The current use of the term "cloud" came from the use of the symbol of the cloud of information technologies in structural drawings of networks to identify systems that were part of their own network, but operated externally.
Today, a cloud is understood to be a network of several servers in the form of an online data center. Provided by an IT service provider, users can store their data there and retrieve it as needed. All that is needed to access the cloud is an Internet connection.
How a cloud works
When you upload data to a cloud, it is stored on different servers. This means that you can still have the original file on your computer, smartphone or other device. A copy of it is now on another server, which in turn makes a copy of it until your file has been backed up to multiple servers. This way, if one of these servers goes down, you won't suffer any damage. Now the data is always reliably available online, so you can access it from different devices.

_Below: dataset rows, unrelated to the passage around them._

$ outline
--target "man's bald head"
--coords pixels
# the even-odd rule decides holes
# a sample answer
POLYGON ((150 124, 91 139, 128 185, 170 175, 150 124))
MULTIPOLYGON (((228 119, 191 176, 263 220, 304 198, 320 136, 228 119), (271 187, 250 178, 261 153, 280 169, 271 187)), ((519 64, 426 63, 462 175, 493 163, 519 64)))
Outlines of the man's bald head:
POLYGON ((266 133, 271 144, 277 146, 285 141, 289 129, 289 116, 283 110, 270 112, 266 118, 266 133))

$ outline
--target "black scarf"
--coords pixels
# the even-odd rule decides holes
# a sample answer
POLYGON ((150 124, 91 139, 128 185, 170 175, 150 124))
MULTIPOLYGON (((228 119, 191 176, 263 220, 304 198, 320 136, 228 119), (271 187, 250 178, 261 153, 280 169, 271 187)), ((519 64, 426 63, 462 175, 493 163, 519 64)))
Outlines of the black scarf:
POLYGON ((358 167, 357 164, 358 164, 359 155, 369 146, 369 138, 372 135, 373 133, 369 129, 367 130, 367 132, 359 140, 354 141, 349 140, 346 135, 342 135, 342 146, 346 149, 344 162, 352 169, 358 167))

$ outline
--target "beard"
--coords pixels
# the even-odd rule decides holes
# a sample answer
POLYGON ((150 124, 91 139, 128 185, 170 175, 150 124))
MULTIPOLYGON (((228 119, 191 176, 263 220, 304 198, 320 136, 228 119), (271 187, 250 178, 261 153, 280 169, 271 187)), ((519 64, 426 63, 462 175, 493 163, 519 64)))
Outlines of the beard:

At the same time, there is an ongoing data synchronization process. This ensures that the data on the devices connected to the cloud is always at the same level. This means that data that you upload to the cloud via your smartphone can also be viewed on your laptop.
Data storage and what to look out for
However, there are a few things to consider when choosing a suitable cloud. The biggest point here is probably data protection. Germany has one of the strictest data protection laws in the world. Access to German servers is clearly regulated and therefore cannot be arbitrary.
This is not necessarily the case in other countries, such as the USA. Cloud services there fall under the Patriot Act, an anti-terrorism law. A suspicion is already enough and the FBI, CIA or NSA are allowed to access data stored in a US cloud, even without a court order and, above all, without your knowledge. That's why it's important to find out in advance where your data is stored.